"Guten Tag, Frau S., ich komme von den Diakonissen und gratuliere Ihnen ganz herzlich zum 80. Geburtstag!" Die "Jubilarin" wischt sich eine imaginäre Träne weg. "Die Diakonissen", sagt Frau S. zu ihrer Besucherin gerührt, "die denken an mich." Zehn Frauen und drei Männer sitzen in der Runde beim Rollenspiel im Speyerer Mutterhaus. Sie sind Teilnehmer eines anderthalbjährigen Ausbildungskurses zur Diakonisse neuer Form und zum Diakon der Diakonissen Speyer-Mannheim. Zukünftig sollen sie in ihren Einsatzorten in Kirchengemeinden, Krankenhäusern, Altenheimen und anderen diakonischen Einrichtungen in der Pfalz wirken.
Eine neue Ära der Diakonissen in Speyer hat begonnen: An Pfingsten vergangenen Jahres hatte sich die mehr als 150 Jahre alte evangelische Schwesterngemeinschaft wegen Überalterung und Nachwuchsmangel gewandelt und sich auch für Männer zu einer verbindlichen diakonischen Gemeinschaft geöffnet.
Das diakonische Profil aktiv mitgestalten
Bei dem Ausbildungskurs geht es nun darum, die 19 Teilnehmer fit dafür zu machen, in ihrem haupt- oder ehrenamtlichen Arbeitsfeld das diakonische Profil aktiv mitzugestalten, erläutert Oberin Isabelle Wien. Gemeinsam mit dem Missionarisch-Ökumenischen Dienst (MÖD) der Landeskirche in Landau wurde ein Grundlagenseminar erarbeitet, bei dem die Teilnehmer sprachfähig bei Glaubens- und Lebensfragen werden sollen.
"Ich will, dass vom Geist der Diakonissen etwas weiterlebt", nennt Sabine Seifert ihre Motivation, sich in enger Gemeinschaft für hilfebedürftige Menschen zu engagieren. Die Diakonissen seien für sie ein Vorbild, sagt die Diakoniewissenschaftlerin, die das Hospiz im Wilhelminenstift der Diakonissen in Speyer leitet. Von dem Ausbildungskurs erhofft sie für sich eine Zurüstung für seelsorgerliche Tätigkeiten, wie das Gestalten kleiner Andachten.
Die Gesellschaft entsolidarisiert sich
"Wir brauchen Diakonissen 2.0", sagt Stefan van Ganswijk. Gemeinsam mit seinen "Schwestern" und "Brüdern" will der Internist am Diakonissen-Stiftungskrankenhaus Speyer mithelfen, "das Fundament der Diakonie auszubauen und nicht zu verlieren". Immer mehr entsolidarisiere sich die Gesellschaft mit ihren Schwachen, kritisiert der 51-jährige Oberarzt.
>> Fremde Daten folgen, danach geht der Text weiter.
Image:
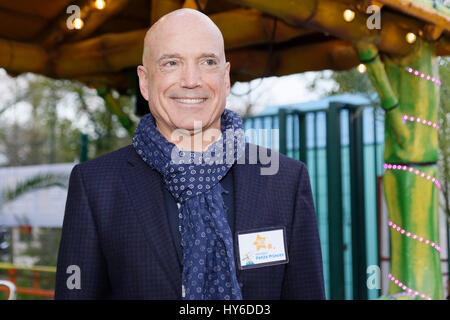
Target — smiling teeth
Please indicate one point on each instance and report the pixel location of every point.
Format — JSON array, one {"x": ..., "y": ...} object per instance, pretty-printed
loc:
[{"x": 190, "y": 100}]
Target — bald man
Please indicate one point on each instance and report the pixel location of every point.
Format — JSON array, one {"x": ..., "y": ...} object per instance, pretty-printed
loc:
[{"x": 189, "y": 210}]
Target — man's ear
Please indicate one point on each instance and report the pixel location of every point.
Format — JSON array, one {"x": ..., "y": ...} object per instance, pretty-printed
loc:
[
  {"x": 143, "y": 81},
  {"x": 227, "y": 77}
]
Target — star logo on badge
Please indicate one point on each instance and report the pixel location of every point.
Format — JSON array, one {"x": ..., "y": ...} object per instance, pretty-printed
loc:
[{"x": 259, "y": 242}]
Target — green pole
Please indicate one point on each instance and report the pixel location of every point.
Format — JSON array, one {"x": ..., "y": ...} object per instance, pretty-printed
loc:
[
  {"x": 335, "y": 229},
  {"x": 84, "y": 141},
  {"x": 282, "y": 127},
  {"x": 359, "y": 264}
]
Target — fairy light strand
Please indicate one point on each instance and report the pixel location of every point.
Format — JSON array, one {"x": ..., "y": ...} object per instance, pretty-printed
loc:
[
  {"x": 412, "y": 170},
  {"x": 419, "y": 120},
  {"x": 409, "y": 291},
  {"x": 414, "y": 236},
  {"x": 422, "y": 75}
]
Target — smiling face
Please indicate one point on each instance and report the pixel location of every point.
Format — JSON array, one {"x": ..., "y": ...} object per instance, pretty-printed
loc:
[{"x": 185, "y": 77}]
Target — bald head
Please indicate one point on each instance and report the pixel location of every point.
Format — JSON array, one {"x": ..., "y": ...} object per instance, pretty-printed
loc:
[
  {"x": 180, "y": 22},
  {"x": 185, "y": 77}
]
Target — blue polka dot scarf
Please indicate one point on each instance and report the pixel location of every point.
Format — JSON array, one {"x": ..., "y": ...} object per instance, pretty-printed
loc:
[{"x": 209, "y": 270}]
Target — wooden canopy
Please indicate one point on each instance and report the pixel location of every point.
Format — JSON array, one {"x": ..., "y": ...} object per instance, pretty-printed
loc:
[{"x": 262, "y": 37}]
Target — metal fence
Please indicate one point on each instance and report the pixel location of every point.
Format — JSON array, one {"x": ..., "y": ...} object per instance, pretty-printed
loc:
[{"x": 342, "y": 147}]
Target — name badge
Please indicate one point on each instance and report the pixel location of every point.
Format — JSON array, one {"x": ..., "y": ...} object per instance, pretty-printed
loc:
[{"x": 262, "y": 247}]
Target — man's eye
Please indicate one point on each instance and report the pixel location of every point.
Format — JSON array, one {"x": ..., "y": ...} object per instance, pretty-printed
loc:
[
  {"x": 210, "y": 62},
  {"x": 170, "y": 63}
]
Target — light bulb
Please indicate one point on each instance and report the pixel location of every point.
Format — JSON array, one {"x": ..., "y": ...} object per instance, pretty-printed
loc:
[
  {"x": 411, "y": 37},
  {"x": 100, "y": 4},
  {"x": 78, "y": 23},
  {"x": 349, "y": 15}
]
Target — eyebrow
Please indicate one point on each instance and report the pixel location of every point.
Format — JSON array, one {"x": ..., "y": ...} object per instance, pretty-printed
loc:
[{"x": 178, "y": 56}]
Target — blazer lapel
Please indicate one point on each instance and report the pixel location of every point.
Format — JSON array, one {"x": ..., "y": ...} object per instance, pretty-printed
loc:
[
  {"x": 145, "y": 187},
  {"x": 246, "y": 187}
]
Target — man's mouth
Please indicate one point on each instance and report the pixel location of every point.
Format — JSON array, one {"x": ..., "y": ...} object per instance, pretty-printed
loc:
[{"x": 190, "y": 100}]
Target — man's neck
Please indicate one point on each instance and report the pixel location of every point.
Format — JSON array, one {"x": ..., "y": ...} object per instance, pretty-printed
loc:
[{"x": 192, "y": 140}]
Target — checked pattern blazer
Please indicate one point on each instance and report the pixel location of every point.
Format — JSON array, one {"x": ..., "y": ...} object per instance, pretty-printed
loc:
[{"x": 116, "y": 231}]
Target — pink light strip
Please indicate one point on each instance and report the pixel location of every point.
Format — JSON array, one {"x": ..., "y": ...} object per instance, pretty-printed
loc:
[
  {"x": 422, "y": 121},
  {"x": 414, "y": 236},
  {"x": 423, "y": 76},
  {"x": 409, "y": 291},
  {"x": 411, "y": 169}
]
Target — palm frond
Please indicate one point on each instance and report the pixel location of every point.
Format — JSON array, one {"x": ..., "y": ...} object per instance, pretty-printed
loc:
[{"x": 38, "y": 181}]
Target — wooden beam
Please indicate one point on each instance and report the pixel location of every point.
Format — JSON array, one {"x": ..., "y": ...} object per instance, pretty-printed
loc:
[
  {"x": 244, "y": 27},
  {"x": 162, "y": 7},
  {"x": 106, "y": 53},
  {"x": 439, "y": 16},
  {"x": 57, "y": 30},
  {"x": 18, "y": 57},
  {"x": 97, "y": 17},
  {"x": 113, "y": 52},
  {"x": 334, "y": 54},
  {"x": 326, "y": 16}
]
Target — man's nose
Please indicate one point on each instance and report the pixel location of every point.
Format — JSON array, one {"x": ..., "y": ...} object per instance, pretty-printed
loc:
[{"x": 191, "y": 76}]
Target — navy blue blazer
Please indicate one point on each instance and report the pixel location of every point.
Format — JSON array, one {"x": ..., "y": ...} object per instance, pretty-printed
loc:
[{"x": 116, "y": 231}]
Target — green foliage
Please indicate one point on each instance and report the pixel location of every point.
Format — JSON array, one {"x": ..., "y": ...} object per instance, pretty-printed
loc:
[
  {"x": 45, "y": 248},
  {"x": 36, "y": 182},
  {"x": 60, "y": 111}
]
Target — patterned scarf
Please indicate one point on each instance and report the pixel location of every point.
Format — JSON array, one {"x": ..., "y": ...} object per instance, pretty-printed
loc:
[{"x": 209, "y": 270}]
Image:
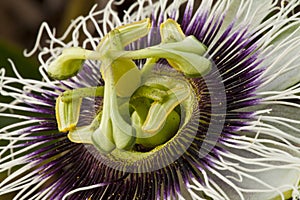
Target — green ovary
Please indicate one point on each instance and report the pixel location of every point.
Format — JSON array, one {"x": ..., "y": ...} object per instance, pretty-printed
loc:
[{"x": 142, "y": 109}]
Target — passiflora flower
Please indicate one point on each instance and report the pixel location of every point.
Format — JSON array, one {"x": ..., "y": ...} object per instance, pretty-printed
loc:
[{"x": 174, "y": 101}]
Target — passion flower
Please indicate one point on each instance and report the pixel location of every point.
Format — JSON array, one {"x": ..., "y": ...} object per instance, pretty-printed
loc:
[{"x": 164, "y": 104}]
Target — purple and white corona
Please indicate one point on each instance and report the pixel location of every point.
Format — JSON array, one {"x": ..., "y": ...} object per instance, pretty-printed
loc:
[{"x": 176, "y": 100}]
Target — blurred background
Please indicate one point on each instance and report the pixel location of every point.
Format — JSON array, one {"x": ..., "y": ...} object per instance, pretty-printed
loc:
[{"x": 20, "y": 21}]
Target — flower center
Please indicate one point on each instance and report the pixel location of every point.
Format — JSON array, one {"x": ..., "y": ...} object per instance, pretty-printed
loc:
[{"x": 142, "y": 109}]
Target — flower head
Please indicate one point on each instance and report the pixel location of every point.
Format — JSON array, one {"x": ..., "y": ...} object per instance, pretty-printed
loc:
[{"x": 162, "y": 104}]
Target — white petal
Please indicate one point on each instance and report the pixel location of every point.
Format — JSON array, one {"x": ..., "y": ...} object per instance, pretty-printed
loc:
[{"x": 250, "y": 12}]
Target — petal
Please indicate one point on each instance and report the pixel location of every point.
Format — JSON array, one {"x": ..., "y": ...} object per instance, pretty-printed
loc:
[
  {"x": 251, "y": 12},
  {"x": 283, "y": 61}
]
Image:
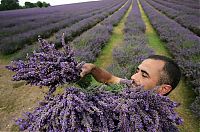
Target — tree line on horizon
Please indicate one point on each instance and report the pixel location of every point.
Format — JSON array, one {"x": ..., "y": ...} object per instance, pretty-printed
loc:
[{"x": 14, "y": 4}]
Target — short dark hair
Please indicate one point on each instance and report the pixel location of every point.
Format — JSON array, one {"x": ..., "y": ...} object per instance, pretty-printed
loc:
[{"x": 171, "y": 72}]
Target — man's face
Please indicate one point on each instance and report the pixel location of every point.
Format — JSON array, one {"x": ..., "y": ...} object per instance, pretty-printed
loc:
[{"x": 148, "y": 73}]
Klare Erwartungen an die neu entstehende Gemeinschaft der Diakonissen und Diakonie hat er nicht. "Keiner weiß genau, wo er 'rauskommt", sagt van Ganswijk. Eine große Herausforderung werde es sein, die "sehr motivierte Mannschaft" über viele Jahrzehnte nach der Phase der ersten Euphorie zusammenzuhalten.
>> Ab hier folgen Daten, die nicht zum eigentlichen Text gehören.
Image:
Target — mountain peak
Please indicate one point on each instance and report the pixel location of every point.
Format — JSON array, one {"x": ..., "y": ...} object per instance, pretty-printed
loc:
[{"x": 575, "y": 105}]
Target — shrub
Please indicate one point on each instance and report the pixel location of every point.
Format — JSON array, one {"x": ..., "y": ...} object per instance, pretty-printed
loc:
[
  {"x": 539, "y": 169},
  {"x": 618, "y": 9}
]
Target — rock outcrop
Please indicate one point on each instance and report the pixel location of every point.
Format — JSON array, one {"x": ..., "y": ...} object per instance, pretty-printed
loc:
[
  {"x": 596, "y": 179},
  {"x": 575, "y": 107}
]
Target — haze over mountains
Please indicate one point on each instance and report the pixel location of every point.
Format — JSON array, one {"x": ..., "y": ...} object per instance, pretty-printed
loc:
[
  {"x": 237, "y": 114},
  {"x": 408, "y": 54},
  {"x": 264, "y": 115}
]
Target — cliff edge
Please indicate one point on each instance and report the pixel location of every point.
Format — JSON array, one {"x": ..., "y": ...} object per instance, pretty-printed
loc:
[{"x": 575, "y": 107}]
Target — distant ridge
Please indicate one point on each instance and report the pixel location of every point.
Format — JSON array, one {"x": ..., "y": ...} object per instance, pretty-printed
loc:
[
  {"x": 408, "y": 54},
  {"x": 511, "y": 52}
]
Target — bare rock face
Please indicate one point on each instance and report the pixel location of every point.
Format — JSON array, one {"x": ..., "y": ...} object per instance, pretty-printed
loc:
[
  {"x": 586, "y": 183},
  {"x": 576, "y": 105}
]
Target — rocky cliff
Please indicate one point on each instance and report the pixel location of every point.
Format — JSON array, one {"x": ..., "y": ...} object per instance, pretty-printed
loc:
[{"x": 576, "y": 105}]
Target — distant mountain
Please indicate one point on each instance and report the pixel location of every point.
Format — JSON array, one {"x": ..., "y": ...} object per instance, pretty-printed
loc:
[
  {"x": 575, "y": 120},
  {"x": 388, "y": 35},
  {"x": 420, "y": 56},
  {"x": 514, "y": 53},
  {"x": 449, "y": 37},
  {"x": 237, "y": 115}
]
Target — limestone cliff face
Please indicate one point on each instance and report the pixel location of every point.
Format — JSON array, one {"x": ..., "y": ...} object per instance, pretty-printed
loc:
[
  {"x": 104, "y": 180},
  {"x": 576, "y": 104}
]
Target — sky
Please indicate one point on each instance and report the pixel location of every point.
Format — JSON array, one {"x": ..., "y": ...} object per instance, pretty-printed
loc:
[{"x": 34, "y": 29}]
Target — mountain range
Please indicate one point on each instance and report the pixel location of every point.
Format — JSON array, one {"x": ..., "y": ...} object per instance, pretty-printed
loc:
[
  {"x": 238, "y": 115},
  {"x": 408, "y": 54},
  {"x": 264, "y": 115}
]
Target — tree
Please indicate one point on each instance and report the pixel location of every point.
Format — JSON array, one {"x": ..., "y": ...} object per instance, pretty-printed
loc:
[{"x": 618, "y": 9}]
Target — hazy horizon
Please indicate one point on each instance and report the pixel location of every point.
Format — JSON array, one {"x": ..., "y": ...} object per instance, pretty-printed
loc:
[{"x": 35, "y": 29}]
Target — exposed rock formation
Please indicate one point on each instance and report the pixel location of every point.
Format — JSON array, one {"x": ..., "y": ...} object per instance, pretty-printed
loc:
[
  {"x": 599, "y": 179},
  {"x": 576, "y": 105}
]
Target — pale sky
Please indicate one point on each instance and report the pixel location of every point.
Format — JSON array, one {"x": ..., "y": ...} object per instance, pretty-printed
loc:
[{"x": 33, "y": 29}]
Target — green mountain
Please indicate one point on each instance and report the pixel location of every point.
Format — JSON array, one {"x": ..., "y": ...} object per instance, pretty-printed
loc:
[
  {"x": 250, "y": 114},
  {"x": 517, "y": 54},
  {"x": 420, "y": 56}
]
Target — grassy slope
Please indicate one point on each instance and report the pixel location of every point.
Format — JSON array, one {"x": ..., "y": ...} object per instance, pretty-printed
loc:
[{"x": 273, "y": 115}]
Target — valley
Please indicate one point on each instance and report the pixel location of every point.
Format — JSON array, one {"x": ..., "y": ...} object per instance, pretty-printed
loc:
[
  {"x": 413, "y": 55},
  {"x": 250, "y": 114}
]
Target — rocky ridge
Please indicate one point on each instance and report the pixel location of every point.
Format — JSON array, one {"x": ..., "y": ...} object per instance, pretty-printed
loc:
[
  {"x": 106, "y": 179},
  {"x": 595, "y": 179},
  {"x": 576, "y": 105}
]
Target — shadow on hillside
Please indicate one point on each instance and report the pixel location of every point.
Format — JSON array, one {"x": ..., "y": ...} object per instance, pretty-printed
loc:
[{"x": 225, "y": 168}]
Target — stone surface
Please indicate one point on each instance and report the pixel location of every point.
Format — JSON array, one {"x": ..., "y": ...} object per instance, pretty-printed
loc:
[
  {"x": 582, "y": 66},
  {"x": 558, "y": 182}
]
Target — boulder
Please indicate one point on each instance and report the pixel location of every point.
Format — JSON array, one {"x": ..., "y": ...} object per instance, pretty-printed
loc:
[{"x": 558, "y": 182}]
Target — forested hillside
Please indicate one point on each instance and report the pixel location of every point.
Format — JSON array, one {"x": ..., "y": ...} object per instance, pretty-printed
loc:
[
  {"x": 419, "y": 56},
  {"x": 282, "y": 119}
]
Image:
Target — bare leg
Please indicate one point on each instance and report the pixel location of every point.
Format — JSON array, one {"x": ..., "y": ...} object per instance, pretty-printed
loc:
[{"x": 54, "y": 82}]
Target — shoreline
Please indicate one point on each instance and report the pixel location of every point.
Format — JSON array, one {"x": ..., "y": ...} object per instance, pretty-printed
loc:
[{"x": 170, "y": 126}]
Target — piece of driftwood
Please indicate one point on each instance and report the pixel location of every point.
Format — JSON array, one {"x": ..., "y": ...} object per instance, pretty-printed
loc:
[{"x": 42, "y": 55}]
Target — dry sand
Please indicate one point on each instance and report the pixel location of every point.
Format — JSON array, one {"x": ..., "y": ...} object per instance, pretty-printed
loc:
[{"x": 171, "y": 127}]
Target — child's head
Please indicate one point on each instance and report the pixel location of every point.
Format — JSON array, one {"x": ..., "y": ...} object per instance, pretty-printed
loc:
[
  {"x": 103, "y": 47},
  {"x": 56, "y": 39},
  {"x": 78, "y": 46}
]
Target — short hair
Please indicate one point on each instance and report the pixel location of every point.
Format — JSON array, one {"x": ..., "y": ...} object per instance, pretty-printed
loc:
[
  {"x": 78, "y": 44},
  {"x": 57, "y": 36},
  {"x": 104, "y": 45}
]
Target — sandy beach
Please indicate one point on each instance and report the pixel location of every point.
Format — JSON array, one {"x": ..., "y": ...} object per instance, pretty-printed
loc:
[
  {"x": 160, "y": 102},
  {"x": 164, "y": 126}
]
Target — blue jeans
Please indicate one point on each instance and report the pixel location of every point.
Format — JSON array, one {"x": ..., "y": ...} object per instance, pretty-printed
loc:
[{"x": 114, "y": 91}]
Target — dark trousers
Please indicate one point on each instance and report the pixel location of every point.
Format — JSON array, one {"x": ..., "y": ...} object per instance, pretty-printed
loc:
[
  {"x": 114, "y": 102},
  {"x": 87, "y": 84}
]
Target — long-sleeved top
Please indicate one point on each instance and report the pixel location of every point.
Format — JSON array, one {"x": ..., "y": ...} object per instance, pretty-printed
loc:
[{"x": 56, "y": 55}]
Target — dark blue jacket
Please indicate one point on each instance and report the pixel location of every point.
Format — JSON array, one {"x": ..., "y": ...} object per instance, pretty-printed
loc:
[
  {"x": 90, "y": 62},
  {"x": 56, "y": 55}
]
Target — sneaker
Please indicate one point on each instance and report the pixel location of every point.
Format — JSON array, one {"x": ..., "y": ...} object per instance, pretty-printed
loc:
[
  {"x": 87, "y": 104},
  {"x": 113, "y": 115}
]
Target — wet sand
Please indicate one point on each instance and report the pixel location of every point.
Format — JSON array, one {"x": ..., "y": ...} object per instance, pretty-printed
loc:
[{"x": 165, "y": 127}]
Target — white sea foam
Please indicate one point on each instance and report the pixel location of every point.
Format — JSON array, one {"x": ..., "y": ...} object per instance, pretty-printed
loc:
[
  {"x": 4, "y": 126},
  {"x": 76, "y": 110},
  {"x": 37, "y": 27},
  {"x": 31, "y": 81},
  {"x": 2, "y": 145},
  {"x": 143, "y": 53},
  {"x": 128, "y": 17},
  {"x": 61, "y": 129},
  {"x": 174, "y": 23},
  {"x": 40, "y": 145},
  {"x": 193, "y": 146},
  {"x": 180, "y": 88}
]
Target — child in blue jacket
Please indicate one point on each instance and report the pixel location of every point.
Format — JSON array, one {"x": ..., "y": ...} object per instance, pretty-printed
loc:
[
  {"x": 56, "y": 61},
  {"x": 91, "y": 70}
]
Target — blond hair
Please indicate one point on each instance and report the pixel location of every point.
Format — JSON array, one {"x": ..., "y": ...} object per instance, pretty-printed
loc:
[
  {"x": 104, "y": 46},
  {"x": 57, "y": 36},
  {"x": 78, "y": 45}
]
Die "fantastische Arbeit" der alten Diakonissen hat Doris Rockert als Kind noch selbst erlebt. Lange habe sie mit sich gehadert, ob sie für ihr neues Ehrenamt stark genug im Glauben sei, erzählt die Berufsbetreuerin aus Speyer. Wichtig sei ihr der gelebte Glaube, sagt Rockert, die sich in der diakonischen Gemeinschaft auch eine geistliche Heimat erhofft.
In dem Grundlagenseminar würden die evangelischen Frauen und Männer auf ein Mandat in Kirche und Diakonie vorbereitet, macht Pfarrer Ludwig Burgdörfer deutlich. Die Diakonissen und Diakone agierten nicht als Privatpersonen, sondern im Auftrag einer größeren Gemeinschaft, die sie halte und auch schütze, sagt der Leiter des MÖD.
Gemeinsam mit der Gemeindepädagogin Ruth Magsig gestaltet er eine "Textwerkstatt", bei der es um die Verwendung biblischer Texte für die diakonische Arbeit geht. Ein Gebet, eine Andacht könnten das seelische Gleichgewicht von Kranken stärken, sagt Burgdörfer. Er weiß, dass er mit Pionieren auf der Suche nach einer neuen Form für die Diakonissen "auf einen Blindflug" gestartet ist: "Ich bin gespannt, wohin er uns trägt."